Als dann mit dem jungen George Ivens ein neuer Gemeindepfarrer ins Dorf kommt, der keinen Kriegsdienst geleistet hat, muss ihn dennoch niemand beneiden. Ein schweres Leiden in der Jugend hat ihm ein schwaches Herz beschert und man sieht es ihm an. Dennoch macht ihn sein glauben stark und er wird schließlich zu einer Art Katalysator.
Nachdem es bereits früh zu einem komplexen Gespräch bei seinem Antrittsbesuch in Oakbourne Hall komm, stoßen Ivens und Sir Stephen ausgerechnet in der Kirche heftig aufeinander. Dabei bricht jedoch etwas in Stephens Innerem auf, nachdem erst nur gallige Angriffe auf die Gottgefälligkeit erfolgten.
Allmählich wird das Grauen erkennbar, das der als Mitglied der legendären britischen Spezialkommandos offenbar brillante Offizier in Frankreich durchlebt hat.

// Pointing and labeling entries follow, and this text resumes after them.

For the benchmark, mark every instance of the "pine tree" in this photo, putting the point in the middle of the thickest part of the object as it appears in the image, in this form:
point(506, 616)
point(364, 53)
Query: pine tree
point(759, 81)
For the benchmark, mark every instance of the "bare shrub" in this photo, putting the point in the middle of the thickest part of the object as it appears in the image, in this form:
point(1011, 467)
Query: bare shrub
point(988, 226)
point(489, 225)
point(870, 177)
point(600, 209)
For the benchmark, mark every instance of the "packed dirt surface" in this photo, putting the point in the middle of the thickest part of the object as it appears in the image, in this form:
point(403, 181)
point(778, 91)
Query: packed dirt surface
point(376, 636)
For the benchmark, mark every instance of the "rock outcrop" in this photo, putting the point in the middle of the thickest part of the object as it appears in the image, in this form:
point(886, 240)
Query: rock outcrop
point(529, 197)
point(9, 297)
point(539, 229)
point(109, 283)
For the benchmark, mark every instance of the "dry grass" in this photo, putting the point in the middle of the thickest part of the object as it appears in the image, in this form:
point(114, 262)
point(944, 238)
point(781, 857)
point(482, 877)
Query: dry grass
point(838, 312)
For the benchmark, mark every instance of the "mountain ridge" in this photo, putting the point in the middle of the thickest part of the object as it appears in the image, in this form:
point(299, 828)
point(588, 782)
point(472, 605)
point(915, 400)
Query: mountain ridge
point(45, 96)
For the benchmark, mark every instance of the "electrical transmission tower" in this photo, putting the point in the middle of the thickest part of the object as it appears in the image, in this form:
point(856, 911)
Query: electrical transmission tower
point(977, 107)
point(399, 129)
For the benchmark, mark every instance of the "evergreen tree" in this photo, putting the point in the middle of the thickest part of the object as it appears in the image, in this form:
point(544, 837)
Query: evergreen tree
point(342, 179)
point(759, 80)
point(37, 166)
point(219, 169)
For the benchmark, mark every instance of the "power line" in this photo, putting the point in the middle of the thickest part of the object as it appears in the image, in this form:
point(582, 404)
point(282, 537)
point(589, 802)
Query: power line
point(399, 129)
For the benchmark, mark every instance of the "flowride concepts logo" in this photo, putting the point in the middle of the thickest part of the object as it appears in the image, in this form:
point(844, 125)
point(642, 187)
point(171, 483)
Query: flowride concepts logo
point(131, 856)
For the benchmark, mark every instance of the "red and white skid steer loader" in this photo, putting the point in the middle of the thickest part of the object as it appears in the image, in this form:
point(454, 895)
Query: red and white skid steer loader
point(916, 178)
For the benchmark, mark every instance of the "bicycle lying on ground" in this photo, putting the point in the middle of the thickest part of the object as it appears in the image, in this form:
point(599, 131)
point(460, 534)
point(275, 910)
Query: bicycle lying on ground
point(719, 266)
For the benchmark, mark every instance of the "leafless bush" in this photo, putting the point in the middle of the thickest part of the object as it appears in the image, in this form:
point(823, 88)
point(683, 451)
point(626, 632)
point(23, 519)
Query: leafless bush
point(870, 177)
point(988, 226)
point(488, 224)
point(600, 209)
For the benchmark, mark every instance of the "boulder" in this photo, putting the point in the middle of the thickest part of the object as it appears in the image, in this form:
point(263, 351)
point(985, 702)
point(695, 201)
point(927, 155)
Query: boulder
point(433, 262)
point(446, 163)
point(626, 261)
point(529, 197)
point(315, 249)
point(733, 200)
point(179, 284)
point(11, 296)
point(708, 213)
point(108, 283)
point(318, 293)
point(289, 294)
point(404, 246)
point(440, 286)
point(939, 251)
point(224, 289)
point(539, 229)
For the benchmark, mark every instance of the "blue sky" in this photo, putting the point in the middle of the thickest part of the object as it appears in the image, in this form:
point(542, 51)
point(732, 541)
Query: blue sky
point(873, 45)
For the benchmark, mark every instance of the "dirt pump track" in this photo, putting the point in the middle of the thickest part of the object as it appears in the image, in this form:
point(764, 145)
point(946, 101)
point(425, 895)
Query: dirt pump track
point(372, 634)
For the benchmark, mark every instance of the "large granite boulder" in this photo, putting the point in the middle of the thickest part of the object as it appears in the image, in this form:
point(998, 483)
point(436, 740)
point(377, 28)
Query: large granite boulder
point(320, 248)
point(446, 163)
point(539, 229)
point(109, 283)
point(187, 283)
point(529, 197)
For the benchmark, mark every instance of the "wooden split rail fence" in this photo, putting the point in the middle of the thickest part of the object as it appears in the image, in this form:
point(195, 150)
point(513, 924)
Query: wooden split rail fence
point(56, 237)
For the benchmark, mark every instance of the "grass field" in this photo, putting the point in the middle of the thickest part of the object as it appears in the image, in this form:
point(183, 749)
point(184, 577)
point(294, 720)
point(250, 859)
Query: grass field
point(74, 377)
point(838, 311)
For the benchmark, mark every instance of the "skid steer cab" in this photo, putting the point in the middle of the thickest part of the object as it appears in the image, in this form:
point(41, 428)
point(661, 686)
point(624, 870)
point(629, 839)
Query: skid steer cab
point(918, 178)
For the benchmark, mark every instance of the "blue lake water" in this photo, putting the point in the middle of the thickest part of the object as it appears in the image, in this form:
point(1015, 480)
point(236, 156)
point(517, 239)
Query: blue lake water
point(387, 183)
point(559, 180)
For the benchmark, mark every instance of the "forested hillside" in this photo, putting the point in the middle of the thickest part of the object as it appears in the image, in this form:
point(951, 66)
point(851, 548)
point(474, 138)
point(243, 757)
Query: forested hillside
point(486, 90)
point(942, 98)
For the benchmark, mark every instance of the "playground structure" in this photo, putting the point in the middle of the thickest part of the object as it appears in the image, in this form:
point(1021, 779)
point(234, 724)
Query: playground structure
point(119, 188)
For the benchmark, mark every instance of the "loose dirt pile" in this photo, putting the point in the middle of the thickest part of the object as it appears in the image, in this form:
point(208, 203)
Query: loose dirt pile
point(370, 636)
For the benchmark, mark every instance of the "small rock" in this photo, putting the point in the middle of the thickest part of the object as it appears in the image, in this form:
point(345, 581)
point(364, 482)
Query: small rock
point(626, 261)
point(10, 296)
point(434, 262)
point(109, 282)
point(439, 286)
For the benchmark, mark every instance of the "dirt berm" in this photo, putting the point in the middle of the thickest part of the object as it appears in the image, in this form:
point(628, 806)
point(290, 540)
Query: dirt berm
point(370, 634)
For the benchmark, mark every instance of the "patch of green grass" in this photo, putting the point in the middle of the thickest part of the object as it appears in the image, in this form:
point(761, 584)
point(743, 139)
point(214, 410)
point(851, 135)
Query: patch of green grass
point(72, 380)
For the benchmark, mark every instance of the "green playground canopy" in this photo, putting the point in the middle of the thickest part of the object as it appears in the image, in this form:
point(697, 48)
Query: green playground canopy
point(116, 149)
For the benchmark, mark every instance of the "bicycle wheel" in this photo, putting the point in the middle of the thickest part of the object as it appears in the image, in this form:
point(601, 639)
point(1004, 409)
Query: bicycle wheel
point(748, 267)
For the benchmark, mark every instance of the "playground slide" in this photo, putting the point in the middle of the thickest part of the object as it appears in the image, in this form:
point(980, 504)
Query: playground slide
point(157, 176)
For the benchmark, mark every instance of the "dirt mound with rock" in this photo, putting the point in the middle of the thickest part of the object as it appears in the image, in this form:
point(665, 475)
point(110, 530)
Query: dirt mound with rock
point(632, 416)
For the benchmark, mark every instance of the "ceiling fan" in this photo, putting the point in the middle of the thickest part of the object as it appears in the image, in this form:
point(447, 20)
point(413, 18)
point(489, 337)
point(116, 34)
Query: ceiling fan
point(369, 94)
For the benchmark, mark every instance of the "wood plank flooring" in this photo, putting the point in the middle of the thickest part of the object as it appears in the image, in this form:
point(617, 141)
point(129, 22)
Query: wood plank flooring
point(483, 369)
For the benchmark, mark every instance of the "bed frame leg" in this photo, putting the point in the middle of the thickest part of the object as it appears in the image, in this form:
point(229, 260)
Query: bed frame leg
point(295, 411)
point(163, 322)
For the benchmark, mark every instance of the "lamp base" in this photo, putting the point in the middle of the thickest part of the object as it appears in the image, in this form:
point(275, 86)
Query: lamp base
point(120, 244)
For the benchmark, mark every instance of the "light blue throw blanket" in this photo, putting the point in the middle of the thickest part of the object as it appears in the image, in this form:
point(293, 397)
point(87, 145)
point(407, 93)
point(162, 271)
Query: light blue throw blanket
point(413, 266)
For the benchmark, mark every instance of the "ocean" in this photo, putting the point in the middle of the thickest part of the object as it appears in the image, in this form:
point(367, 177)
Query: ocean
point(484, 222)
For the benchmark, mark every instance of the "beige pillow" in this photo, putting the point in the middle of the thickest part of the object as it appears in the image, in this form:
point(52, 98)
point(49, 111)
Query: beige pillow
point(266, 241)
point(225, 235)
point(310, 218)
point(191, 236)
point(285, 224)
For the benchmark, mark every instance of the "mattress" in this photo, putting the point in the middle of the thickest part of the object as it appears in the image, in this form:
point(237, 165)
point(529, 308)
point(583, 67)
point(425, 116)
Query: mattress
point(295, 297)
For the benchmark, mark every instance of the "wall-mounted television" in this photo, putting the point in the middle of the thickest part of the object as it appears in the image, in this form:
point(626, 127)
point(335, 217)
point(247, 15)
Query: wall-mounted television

Das nach langen Einsätzen in einer schicksalhaften persönlichen Schuld gipfelte, die ihn aufs Tiefste quält und deprimiert.

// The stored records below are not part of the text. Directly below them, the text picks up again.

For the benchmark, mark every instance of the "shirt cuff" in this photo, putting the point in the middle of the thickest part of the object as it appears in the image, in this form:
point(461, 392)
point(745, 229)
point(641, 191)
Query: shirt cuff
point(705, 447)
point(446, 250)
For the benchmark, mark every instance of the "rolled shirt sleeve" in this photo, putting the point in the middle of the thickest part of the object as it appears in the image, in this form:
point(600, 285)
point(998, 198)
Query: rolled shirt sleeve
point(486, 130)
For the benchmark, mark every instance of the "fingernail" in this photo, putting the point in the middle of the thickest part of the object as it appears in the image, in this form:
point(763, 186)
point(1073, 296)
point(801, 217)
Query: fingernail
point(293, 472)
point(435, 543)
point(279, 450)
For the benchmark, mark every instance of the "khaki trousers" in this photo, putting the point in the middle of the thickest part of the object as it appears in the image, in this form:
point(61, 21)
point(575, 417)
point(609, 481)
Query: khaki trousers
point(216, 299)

Es verbietet sich, dieses Trauma hier näher zu beschreiben, doch Sephen gehört wie so viele Kriegsüberlebende zu den Menschen, denen ihr Erleben wie auch das eigene Tun solch tiefe Narben hinterlassen haben, dass sie größte Mühe haben, in die Normalität des Alltags zurückzukehren.
Sarah Hardy hat ohne einen spektakulären Handlungsbogen einen fesselnden Roman geschrieben, der vor allem eines ist: authentisch. Aber auch anspruchsvoll und schonungslos offen mit seiner tiefgründigen Menschlichkeit. Da passt dann der Epilog, der Hoffnung offenbart, das, was diese Menschen am dringlichsten brauchen. Fazit: ein guter und grundsätzlich zeitloser Roman.
# Sarah Hardy: Der erste Frühling danach (aus dem Englischen von Stefanie Fahrner); 411 Seiten; Heyne Verlag, München; € 22
WOLFGANG A. NIEMANN (wan/JULIUS)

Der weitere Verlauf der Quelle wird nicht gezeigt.